3625 From BRIQ to Industrial Symbiosis Projects: Industrial Ecology in Québec, Canada

Karine Markewitz , Centre de Transfert Technologique en Ecologie Industrielle, Sorel-Tracy, QC, Canada
Jean-Francois Vermette , Centre de Transfert Technologique en Ecologie Industrielle, Sorel-Tracy, QC, Canada
Jennifer Pinna , Centre de Transfert Technologique en Ecologie Industrielle, Sorel-Tracy, QC, Canada
Claude Maheux-Picard , Centre de Transfert Technologique en Ecologie Industrielle, Sorel-Tracy, QC, Canada
Full Papers
  • Markewitz et al From BRIQ to industrial symbiosis.pdf (189.7 kB)
  • Justification of the paper:

    Over the last 20 years in Quebec, the tools and methods of waste management have been improving with the development of industrial symbiosis projects and with stakeholders becoming more and more proactive.

    Purpose:

    This paper aims to present this evolution.

    Theoretical framework:

    The ten projects presented in this paper are developped thanks to a rich litterature on industrial symbiosis projects over the world adapted with the specific quebecer context.

    Results:

    In 1993, the government organization Recyc-Québec launched the Quebec Secondary Materials Exchange (BQMS in French) to promote the recycling of several materials, including paper, glass, metal, e-waste, and textiles produced by industries, municipalities, and shops. This program enabled the creation of business clusters and businesses specializing in recovery and recycling.

    In 2005, derived from the BQMS, the Quebec Industrial Waste Exchange (BRIQ in French) was created using the same basic structure of data processing. Set up to enhance visibility of the process among companies and to focus on the synergies between industries, this program featured an interactive website and a system of automatic matching. A proactive canvassing was also carried out to raise awareness of industrial ecology and to increase involvement throughout Quebec.

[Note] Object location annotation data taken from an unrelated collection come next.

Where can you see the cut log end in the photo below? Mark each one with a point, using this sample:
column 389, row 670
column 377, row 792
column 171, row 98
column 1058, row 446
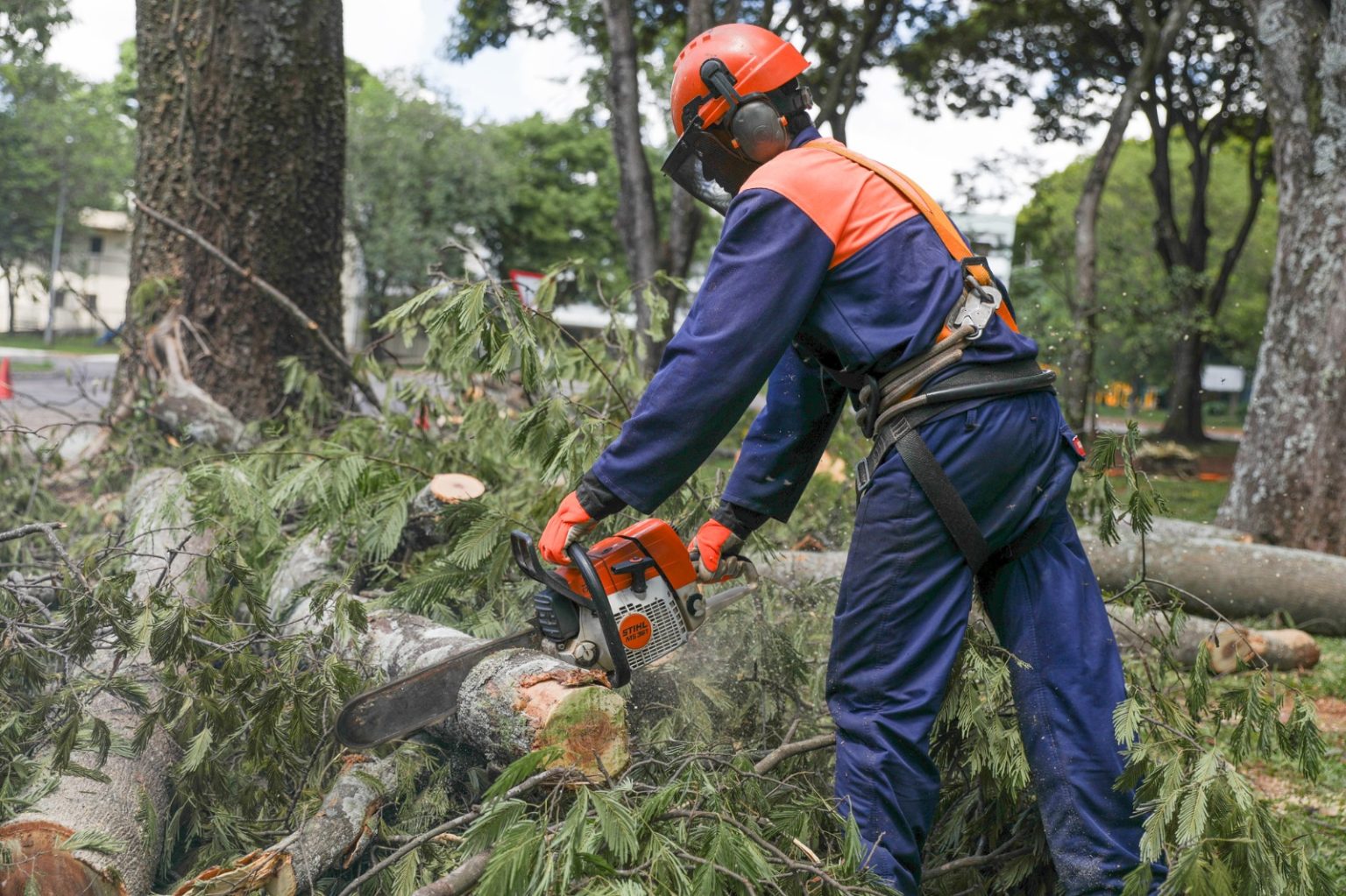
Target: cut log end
column 517, row 702
column 264, row 870
column 35, row 855
column 450, row 489
column 587, row 723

    In 2008, the tools used by BRIQ was improved sinificantly for the first industrial symbiosis project with the Bécancour industrial park. A website was specifically dedicated to this project and secured sections were added to the site to boost interaction and encourage participating companies to be proactive. This project was supported by a provincial government “Niches of Excellence” program called MR3, which aims to develop and adapt technology and logistic systems for recycling and marketing industrial and municipal waste within Quebec.

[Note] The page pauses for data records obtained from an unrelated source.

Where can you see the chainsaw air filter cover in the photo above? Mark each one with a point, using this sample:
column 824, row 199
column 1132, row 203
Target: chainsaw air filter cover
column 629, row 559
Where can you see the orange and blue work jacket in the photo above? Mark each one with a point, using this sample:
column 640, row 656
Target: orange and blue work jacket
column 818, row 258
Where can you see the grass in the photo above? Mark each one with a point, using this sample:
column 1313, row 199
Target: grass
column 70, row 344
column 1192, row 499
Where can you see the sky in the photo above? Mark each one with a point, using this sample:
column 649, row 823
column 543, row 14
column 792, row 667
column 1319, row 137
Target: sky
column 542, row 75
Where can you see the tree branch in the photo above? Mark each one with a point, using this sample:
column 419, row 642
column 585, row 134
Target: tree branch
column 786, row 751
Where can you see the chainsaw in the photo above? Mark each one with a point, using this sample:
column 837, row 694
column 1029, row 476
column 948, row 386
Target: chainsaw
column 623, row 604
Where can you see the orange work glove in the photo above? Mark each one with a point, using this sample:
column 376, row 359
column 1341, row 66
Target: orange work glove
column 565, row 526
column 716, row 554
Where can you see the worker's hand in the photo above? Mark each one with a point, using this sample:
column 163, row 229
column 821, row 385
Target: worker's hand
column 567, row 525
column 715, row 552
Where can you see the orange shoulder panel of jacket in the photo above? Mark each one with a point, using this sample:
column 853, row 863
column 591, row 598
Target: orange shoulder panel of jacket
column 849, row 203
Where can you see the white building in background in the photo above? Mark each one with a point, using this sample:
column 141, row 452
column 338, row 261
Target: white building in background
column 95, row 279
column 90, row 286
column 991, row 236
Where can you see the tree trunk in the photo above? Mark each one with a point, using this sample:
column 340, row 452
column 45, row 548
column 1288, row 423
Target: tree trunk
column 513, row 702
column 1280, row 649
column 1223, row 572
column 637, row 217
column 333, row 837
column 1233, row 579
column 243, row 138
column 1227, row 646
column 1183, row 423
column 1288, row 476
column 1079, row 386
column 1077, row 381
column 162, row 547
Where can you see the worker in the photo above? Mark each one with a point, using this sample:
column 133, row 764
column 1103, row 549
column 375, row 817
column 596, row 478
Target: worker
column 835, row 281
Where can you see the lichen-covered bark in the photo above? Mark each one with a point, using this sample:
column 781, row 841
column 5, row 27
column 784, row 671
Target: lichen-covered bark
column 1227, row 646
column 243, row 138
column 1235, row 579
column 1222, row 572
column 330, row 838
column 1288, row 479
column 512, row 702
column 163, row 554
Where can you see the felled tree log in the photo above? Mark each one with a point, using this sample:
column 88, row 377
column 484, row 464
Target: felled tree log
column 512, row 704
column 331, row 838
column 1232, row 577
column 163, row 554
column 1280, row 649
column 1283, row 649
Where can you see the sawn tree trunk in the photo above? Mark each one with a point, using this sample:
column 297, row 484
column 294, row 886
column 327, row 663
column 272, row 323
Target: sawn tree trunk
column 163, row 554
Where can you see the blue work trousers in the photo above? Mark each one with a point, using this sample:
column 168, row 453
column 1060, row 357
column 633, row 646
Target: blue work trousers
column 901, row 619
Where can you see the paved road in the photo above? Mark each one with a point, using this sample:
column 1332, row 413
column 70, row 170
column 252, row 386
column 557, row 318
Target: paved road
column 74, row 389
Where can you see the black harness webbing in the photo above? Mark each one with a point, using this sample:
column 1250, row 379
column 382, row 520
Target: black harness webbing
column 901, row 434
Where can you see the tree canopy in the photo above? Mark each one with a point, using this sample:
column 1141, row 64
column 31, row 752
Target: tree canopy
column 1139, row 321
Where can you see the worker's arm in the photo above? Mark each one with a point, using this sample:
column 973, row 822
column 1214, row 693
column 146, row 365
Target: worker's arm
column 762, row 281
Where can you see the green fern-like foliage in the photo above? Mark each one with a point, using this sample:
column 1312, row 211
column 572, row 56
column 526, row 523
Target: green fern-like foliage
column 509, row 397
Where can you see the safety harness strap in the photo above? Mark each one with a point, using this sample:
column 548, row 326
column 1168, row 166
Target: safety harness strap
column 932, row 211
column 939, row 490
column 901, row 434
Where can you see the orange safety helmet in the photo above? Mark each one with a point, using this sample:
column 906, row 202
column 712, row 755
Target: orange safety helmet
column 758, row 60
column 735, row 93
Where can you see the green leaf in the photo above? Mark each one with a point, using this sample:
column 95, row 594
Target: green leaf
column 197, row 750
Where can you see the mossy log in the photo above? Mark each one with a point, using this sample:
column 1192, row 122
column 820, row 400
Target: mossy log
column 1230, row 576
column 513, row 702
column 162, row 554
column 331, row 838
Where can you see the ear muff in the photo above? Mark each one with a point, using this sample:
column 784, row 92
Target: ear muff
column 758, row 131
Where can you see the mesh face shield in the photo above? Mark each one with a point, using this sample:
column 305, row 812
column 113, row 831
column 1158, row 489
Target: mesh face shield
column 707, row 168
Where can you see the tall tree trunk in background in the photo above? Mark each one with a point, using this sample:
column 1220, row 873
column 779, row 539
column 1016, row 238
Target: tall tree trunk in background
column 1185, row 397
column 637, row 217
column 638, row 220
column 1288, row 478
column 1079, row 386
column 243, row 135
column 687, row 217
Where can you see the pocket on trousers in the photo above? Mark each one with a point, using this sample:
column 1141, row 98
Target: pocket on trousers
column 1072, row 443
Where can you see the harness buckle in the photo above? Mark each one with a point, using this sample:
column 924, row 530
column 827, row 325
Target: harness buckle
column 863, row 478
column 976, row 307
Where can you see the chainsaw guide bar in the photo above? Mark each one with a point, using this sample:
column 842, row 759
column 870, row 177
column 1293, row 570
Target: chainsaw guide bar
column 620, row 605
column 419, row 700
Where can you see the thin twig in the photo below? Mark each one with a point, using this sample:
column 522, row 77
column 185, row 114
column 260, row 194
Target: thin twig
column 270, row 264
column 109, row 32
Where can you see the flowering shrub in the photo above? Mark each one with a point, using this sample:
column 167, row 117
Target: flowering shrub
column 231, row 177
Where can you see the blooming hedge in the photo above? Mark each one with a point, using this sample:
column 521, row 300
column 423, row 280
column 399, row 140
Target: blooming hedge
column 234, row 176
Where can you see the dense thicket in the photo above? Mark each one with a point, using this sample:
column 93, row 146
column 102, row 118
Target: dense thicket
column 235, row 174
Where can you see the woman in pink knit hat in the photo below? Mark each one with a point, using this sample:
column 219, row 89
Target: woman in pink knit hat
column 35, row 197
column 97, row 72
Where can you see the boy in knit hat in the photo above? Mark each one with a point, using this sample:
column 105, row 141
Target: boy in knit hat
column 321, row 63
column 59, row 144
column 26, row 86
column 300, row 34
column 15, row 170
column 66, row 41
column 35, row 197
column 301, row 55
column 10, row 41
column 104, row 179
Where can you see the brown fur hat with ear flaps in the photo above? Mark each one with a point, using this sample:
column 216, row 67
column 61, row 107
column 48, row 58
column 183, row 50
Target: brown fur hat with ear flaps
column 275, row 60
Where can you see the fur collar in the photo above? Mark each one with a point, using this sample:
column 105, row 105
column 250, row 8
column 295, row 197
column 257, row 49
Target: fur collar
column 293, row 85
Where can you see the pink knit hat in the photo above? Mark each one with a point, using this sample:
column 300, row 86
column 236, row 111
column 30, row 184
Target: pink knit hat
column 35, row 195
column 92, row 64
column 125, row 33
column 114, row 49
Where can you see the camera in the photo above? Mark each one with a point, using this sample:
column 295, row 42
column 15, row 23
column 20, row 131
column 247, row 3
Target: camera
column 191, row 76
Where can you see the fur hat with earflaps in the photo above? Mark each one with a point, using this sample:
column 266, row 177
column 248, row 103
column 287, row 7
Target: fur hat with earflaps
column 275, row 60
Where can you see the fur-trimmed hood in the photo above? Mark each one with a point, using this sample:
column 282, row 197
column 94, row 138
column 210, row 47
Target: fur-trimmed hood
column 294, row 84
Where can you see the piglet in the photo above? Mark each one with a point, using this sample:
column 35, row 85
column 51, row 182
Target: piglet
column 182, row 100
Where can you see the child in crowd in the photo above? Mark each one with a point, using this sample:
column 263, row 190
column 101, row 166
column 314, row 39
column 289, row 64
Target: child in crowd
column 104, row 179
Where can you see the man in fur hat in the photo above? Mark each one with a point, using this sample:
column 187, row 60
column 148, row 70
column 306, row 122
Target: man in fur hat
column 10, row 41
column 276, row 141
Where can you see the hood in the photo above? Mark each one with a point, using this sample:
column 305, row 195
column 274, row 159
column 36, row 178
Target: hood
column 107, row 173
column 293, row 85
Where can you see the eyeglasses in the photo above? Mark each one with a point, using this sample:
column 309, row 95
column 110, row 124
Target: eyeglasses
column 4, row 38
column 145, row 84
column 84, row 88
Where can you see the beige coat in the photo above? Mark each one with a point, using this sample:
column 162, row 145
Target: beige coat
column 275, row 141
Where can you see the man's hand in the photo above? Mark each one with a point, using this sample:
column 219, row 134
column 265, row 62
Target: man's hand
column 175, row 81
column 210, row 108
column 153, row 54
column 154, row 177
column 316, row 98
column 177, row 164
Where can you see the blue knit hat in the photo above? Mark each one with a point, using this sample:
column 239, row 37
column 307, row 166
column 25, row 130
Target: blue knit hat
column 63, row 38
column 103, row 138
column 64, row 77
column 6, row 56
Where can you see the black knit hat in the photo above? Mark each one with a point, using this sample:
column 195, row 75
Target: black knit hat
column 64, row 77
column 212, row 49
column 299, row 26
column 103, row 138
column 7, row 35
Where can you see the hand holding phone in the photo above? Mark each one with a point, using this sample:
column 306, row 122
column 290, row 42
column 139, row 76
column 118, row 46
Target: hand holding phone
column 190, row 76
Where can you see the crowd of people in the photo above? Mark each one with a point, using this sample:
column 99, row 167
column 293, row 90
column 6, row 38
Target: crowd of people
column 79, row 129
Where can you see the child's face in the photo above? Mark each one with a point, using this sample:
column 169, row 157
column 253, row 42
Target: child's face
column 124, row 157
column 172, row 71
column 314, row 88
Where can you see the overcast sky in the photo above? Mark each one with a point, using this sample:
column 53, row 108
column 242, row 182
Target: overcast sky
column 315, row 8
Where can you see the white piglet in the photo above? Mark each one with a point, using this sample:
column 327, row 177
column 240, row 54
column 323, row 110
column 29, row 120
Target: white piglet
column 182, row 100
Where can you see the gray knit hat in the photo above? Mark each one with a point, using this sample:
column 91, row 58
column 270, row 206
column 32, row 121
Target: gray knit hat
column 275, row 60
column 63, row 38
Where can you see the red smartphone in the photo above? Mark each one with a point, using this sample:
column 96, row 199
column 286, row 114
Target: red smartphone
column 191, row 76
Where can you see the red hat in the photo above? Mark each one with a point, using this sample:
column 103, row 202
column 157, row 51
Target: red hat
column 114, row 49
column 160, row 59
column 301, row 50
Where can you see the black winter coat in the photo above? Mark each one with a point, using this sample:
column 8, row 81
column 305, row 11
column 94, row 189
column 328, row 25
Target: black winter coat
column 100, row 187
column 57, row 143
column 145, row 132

    Seven projects of regional and industrial symbiosis supported by local development agencies, municipalities, and the provincial government have since been set up throughout Québec, enabling the testing of different methods of choosing participating businesses, making contact, and collecting data on materials. The data collected from these projects have been compiled to be  published in a methodological guide for policy makers in 2013.

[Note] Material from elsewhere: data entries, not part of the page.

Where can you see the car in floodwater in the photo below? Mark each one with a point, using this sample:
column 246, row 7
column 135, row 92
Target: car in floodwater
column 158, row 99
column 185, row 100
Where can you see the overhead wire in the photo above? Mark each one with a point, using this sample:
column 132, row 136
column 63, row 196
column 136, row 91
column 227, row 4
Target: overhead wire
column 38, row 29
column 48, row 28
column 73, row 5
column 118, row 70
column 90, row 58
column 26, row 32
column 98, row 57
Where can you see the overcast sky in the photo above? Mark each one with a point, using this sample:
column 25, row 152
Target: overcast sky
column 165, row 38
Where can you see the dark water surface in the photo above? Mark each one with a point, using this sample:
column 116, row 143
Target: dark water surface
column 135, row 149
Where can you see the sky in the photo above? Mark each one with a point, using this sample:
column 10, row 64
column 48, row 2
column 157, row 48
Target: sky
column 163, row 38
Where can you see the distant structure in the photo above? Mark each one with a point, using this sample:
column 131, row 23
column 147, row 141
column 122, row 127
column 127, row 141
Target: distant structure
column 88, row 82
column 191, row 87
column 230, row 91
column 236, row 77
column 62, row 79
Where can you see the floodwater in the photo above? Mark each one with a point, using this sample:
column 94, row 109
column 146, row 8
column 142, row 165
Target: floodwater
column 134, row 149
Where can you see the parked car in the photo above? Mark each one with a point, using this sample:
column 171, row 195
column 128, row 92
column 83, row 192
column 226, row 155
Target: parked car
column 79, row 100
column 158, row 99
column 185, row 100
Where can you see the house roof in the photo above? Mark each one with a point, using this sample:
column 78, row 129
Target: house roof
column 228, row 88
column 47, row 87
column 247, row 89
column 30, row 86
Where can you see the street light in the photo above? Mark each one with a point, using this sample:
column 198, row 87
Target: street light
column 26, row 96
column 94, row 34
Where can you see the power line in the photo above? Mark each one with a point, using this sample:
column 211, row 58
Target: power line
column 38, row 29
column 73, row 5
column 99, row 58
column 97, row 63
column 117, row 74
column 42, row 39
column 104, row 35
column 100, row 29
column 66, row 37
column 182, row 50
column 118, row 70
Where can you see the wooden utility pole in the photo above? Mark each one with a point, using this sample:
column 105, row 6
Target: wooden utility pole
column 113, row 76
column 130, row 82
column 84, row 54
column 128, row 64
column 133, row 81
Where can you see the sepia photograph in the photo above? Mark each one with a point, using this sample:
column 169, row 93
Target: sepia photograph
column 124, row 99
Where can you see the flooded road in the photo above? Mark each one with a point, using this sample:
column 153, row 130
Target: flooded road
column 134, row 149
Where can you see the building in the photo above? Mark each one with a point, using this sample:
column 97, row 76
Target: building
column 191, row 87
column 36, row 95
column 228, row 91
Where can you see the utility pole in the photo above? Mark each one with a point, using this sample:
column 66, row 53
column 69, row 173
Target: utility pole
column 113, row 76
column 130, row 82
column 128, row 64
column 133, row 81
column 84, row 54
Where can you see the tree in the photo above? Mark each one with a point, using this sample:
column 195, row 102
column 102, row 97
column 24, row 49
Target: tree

    In 2011, a method to improve the process of both defining and achieving synergies between companies was refined at the Bécancour industrial park. The functions of an individual dedicated to the animation of a given territory, including developing substitution and mutualization synergies and documenting the interactions between the stakeholders, were defined and documented. The system of generating synergies was also improved to take into consideration a larger set of criteria and to ascertain the success rate for each synergy proposed. Calculations using the Life Cycle Analysis system were also added to the synergy proposal to identify the potential environmental and economic gain of each action.

    Conclusions:

    The development of industrial symbiosis in Quebec is still maturing. This paper shows its progress from 1993 to now, focusing on the evolution of the tools used and on the contribution of the different partners in the endeavour (agents of economic development, industries, and research center).